The Corner

On Rubio’s Shift of Tone

A great deal has been said about the manner in which Marco Rubio wielded his personal story in yesterday’s announcement speech. And rightly so. His family biography is one of his best weapons against both the other contenders within his own party and against Hillary Clinton, the Democrats’ presumptive nominee. Currently, Hillary is complaining about CEO pay. And yet she makes $300,000 per speech. She is contending that the game is rigged for those at the top. And yet, she is at the top. She is lamenting that the country’s leadership is not working. And yet she and her family and their party have provided much of, if not most of, that leadership during the last 20 years. If Rubio plays his cards right, he can make Clinton’s gripes look hollow — or, even better, he can blame her for the very problems she is highlighting.

That being so, it was interesting to see Rubio shy away in his rhetoric from the typical Republican focus on company owners and job creators and small businesses, and instead talk about the voters that make up 90 percent of the country. It was said after the 2012 Republican Convention that Romney messed up by not inviting a janitor or a cook up onto the stage to join all of the little capitalists he had running around telling their tales. Rubio seems unlikely to repeat this mistake. Rather he prefers to talk like this:

Both of my parents were born to poor families in Cuba. After his mother died when he was nine, my father left school to go work. My mother was one of seven girls raised by a disabled father who struggled to provide for his family.

And this:

My father became a bartender. My mother a cashier, a maid and a Kmart stock clerk. They never made it big. But they were successful. Two immigrants with little money or education found stable jobs, owned a home, retired with security and gave all four of their children a life far better than their own.

And this:

My candidacy might seem improbable to some watching from abroad. In many countries, the highest office in the land is reserved for the rich and powerful.
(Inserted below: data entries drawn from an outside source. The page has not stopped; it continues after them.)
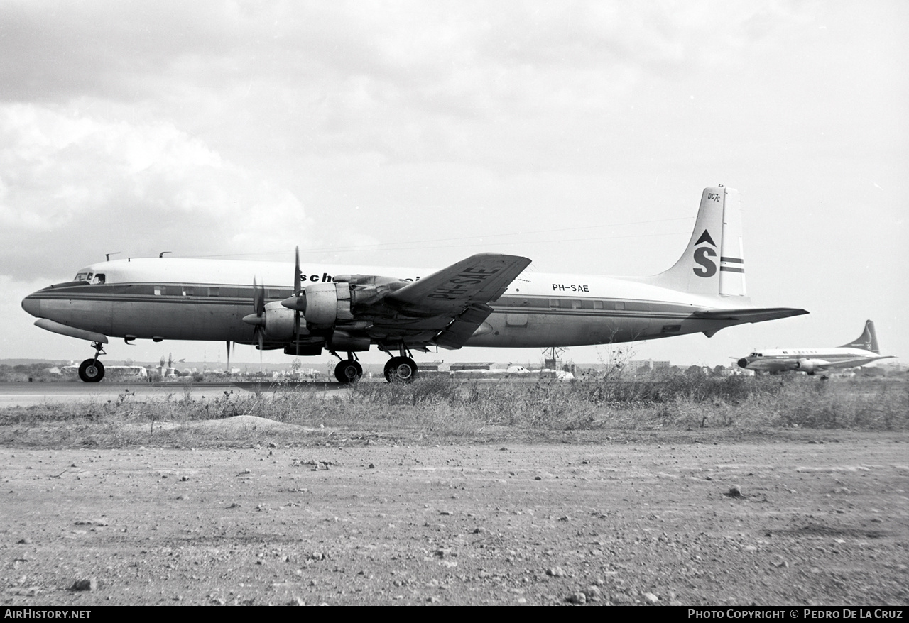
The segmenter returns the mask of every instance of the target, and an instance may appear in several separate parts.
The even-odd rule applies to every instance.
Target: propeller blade
[[[255,277],[253,277],[253,309],[256,316],[265,312],[265,286],[257,284]]]
[[[294,251],[294,295],[300,296],[300,247]]]

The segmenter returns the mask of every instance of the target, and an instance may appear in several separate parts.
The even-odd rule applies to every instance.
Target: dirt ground
[[[0,599],[906,605],[909,436],[818,440],[0,449]]]

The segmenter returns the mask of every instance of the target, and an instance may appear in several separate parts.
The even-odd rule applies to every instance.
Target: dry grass
[[[0,445],[311,445],[375,437],[557,440],[566,434],[596,440],[644,431],[909,430],[909,384],[901,381],[675,375],[490,382],[435,376],[413,384],[364,382],[335,394],[312,386],[226,391],[215,399],[193,392],[186,386],[182,395],[163,400],[139,400],[125,391],[105,402],[8,408],[0,411]],[[298,426],[280,431],[174,426],[238,415]]]

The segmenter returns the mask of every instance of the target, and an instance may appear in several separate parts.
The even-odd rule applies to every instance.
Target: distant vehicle
[[[740,368],[755,371],[782,372],[795,371],[814,375],[836,368],[859,368],[894,355],[882,355],[877,346],[874,323],[866,321],[858,339],[836,348],[764,349],[738,361]]]
[[[642,192],[640,199],[635,207],[646,210],[659,197]],[[375,345],[390,357],[385,378],[409,381],[417,371],[412,350],[711,337],[736,324],[807,313],[750,306],[740,212],[735,191],[704,189],[684,252],[651,277],[528,272],[528,258],[502,253],[435,272],[301,266],[299,252],[294,266],[167,256],[91,264],[72,282],[29,294],[22,306],[38,327],[92,343],[95,356],[79,367],[85,382],[104,377],[98,357],[108,337],[220,341],[228,357],[234,342],[295,357],[325,349],[341,360],[340,382],[363,375],[355,353]]]

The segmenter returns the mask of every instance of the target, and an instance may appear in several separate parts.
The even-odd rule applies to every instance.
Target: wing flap
[[[499,298],[528,264],[529,259],[517,255],[471,255],[405,285],[385,297],[385,302],[416,314],[451,312],[454,317],[465,305]]]
[[[804,313],[808,313],[808,312],[792,307],[746,307],[739,310],[695,312],[694,316],[698,318],[709,318],[710,320],[727,320],[734,322],[764,322],[764,321],[789,318],[790,316],[801,316]]]
[[[489,305],[471,305],[440,331],[433,341],[442,348],[459,349],[492,312]]]
[[[826,361],[824,368],[857,368],[872,361],[882,359],[893,359],[895,355],[885,355],[882,357],[856,357],[855,359],[844,359],[838,361]]]

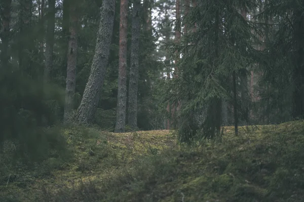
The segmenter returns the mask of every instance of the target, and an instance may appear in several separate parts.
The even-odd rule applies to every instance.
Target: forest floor
[[[239,130],[194,148],[168,130],[71,127],[68,157],[0,174],[0,201],[302,201],[304,121]]]

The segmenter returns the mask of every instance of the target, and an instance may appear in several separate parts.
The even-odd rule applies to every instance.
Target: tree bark
[[[100,22],[91,72],[75,121],[88,124],[93,122],[100,97],[110,50],[115,14],[115,0],[104,0],[100,8]]]
[[[23,73],[30,75],[30,61],[27,52],[30,50],[30,46],[32,45],[31,35],[29,33],[32,15],[32,1],[31,0],[19,0],[19,4],[20,10],[19,11],[20,32],[18,37],[19,66]]]
[[[62,3],[62,42],[61,44],[62,49],[63,53],[67,53],[68,48],[68,37],[69,29],[69,1],[70,0],[63,0]],[[62,75],[66,76],[66,64],[67,58],[64,57],[62,61],[60,69],[61,73]]]
[[[134,0],[132,10],[131,67],[129,83],[128,123],[133,129],[137,127],[137,89],[138,81],[140,1]]]
[[[9,41],[10,40],[10,23],[11,21],[11,4],[12,0],[3,0],[1,2],[1,18],[2,19],[2,36],[1,40],[2,44],[0,60],[1,67],[0,68],[8,68],[10,60],[10,55],[8,54]]]
[[[115,132],[125,132],[127,104],[127,36],[128,0],[121,0],[119,27],[118,92]]]
[[[54,36],[55,34],[55,0],[49,0],[49,7],[48,8],[46,61],[44,74],[44,80],[46,82],[48,82],[50,79],[51,71],[53,67],[53,50],[54,49]],[[77,45],[76,44],[76,45]]]
[[[185,14],[184,16],[186,16],[189,14],[189,10],[190,9],[190,0],[185,0]],[[188,32],[188,25],[185,22],[184,25],[184,34],[186,34]]]
[[[76,65],[77,64],[77,32],[78,14],[77,4],[70,5],[70,36],[67,49],[67,67],[65,86],[65,104],[63,120],[68,122],[72,118],[73,97],[76,86]]]

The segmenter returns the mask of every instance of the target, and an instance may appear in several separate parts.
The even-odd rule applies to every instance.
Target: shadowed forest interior
[[[0,201],[302,201],[304,1],[1,0]]]

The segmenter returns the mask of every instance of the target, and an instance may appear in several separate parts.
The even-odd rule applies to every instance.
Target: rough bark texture
[[[92,123],[97,108],[108,64],[115,13],[115,0],[102,1],[99,29],[91,72],[75,116],[75,121],[80,123]]]
[[[53,67],[53,50],[55,34],[55,0],[49,0],[46,44],[46,63],[44,74],[45,81],[48,81],[50,80],[51,71]]]
[[[127,104],[127,36],[128,0],[121,0],[119,27],[118,92],[115,132],[124,132]]]
[[[140,31],[140,1],[134,0],[132,18],[131,67],[129,83],[128,123],[133,129],[137,127],[137,88],[139,66],[139,32]]]
[[[65,53],[67,53],[68,48],[68,38],[69,38],[69,1],[63,0],[62,3],[62,38],[61,43],[62,49]],[[66,64],[67,58],[63,58],[62,60],[62,67],[61,70],[61,73],[64,76],[66,76]]]
[[[1,40],[1,53],[0,60],[1,66],[7,68],[10,59],[8,54],[9,41],[10,40],[10,22],[11,20],[11,3],[12,0],[3,0],[1,1],[1,18],[2,19],[2,35]]]
[[[302,6],[304,3],[302,4]],[[298,11],[294,14],[297,19],[294,27],[294,37],[297,43],[295,55],[295,68],[293,70],[293,80],[295,88],[293,91],[293,106],[292,118],[302,119],[304,118],[304,17],[301,11]]]
[[[190,9],[190,1],[191,0],[185,0],[185,16],[186,16],[189,14],[189,11]],[[184,33],[186,34],[187,32],[188,32],[188,25],[186,22],[184,25]]]
[[[20,10],[19,15],[20,32],[18,37],[19,65],[23,73],[30,74],[31,65],[28,52],[30,52],[32,38],[29,34],[30,19],[32,15],[31,0],[19,0]]]
[[[65,86],[65,103],[63,120],[69,121],[72,117],[73,96],[76,86],[76,65],[77,63],[77,31],[78,15],[77,4],[71,4],[70,7],[70,36],[67,49],[67,67]]]
[[[144,31],[148,32],[150,35],[152,35],[152,12],[151,4],[151,0],[143,0],[142,7],[143,10],[143,19],[144,20],[143,29]]]

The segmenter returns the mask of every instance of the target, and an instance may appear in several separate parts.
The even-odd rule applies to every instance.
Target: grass
[[[8,183],[2,176],[0,200],[302,201],[304,122],[240,127],[238,137],[232,127],[223,132],[220,143],[189,148],[169,131],[70,127],[63,131],[69,160],[14,171]]]

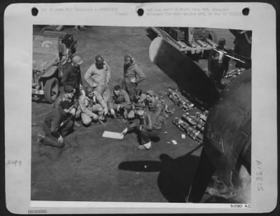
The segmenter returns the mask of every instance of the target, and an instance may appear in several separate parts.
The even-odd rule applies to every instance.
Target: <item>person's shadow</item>
[[[191,153],[200,147],[177,158],[162,154],[160,161],[124,161],[118,168],[136,172],[160,171],[158,185],[162,195],[170,203],[185,203],[200,159]]]

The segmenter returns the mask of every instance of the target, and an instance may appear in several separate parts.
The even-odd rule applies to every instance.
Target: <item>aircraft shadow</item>
[[[160,161],[124,161],[119,164],[118,168],[135,172],[160,172],[158,186],[162,195],[170,203],[185,203],[200,158],[190,154],[176,158],[162,154],[160,155]]]

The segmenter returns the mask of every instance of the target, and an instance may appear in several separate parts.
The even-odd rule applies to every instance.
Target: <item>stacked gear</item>
[[[176,91],[172,90],[169,88],[167,92],[167,96],[171,100],[172,100],[176,104],[177,104],[180,108],[184,112],[188,112],[193,109],[194,104],[188,100],[182,100]]]
[[[192,140],[201,143],[209,112],[200,112],[190,101],[181,99],[176,92],[177,90],[169,89],[167,96],[184,112],[184,114],[181,118],[174,117],[173,123]],[[204,104],[202,102],[200,104]]]
[[[158,95],[155,95],[155,97],[158,99],[164,106],[164,112],[167,114],[167,117],[169,116],[172,116],[174,112],[173,110],[171,110],[169,108],[168,108],[168,106],[165,104],[164,100],[163,100],[163,97],[158,97]]]
[[[223,76],[225,79],[228,78],[236,78],[237,76],[240,75],[241,72],[245,70],[244,68],[236,68],[234,69],[229,70],[225,75]]]
[[[174,117],[173,123],[182,131],[188,134],[192,140],[197,141],[200,143],[202,142],[203,135],[198,130],[195,130],[186,121],[178,117]]]

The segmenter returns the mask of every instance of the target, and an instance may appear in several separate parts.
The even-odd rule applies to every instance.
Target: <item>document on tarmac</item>
[[[112,138],[112,139],[117,139],[117,140],[122,140],[123,139],[123,135],[122,135],[120,133],[115,133],[115,132],[111,132],[111,131],[105,130],[103,133],[102,137]]]
[[[276,1],[38,1],[10,3],[4,13],[0,140],[2,203],[8,211],[235,215],[275,209]],[[134,131],[124,138],[117,132],[129,122],[115,118],[69,126],[62,147],[46,145],[48,138],[57,140],[41,134],[50,135],[45,119],[65,93],[62,73],[71,72],[70,83],[79,72],[85,90],[85,74],[97,70],[97,55],[110,68],[106,79],[100,75],[108,81],[108,95],[117,85],[137,86],[145,97],[153,97],[145,94],[151,90],[168,105],[166,132]],[[125,68],[128,74],[141,69],[146,78],[139,82],[135,76],[137,85],[122,82]],[[108,95],[106,90],[102,97]],[[148,151],[141,145],[149,140]]]

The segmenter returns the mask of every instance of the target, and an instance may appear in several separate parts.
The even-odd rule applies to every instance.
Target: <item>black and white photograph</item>
[[[10,212],[275,209],[272,5],[14,4],[4,17]]]
[[[250,203],[252,31],[33,29],[31,201]]]

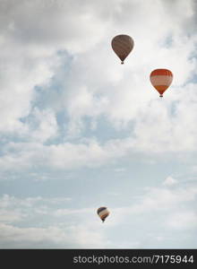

But I live in an exceptional country where even the son of a bartender and a maid can have the same dreams and the same future as those who come from power and privilege.

And this:

I regret my father did not live to see this day in person.

He used to tell me all the time: En este pais, ustedes van a poder lograr todas las cosas que nosotros no pudimos.

“In this country, you will achieve all the things we never could.”

On days when I am tired or discouraged, I remember the sound of his keys jingling at the front door of our home, often well past midnight, as he returned from another long day at work. When I was younger, I didn’t fully appreciate all he did for us, but now as my own children grow older, I fully understand.

And this:

My father stood behind a small portable bar in the back of a room for all those years, so that tonight I could stand behind this podium in the front of this room. That journey, from behind that bar to behind this podium, is the essence of the American Dream.

Whether or not we remain a special country will depend on whether that journey is still possible for those trying to make it now.

The single mother who works long hours for little pay so her children don’t have to struggle the way she has…

The student who takes two buses before dawn to attend a better school halfway across town… 

The workers in our hotel kitchens, the landscaping crews in our neighborhoods, the late-night janitorial staff that clean our offices … and the bartenders who tonight are standing in the back of a room somewhere…

Rubio mentioned small-business owners only once. He mentioned blue-collar workers constantly. That’s a shift, and one the likes of Walker, Perry, and a possibly a few others are likely to echo — even if they don’t have Rubio’s family story to underscore the point.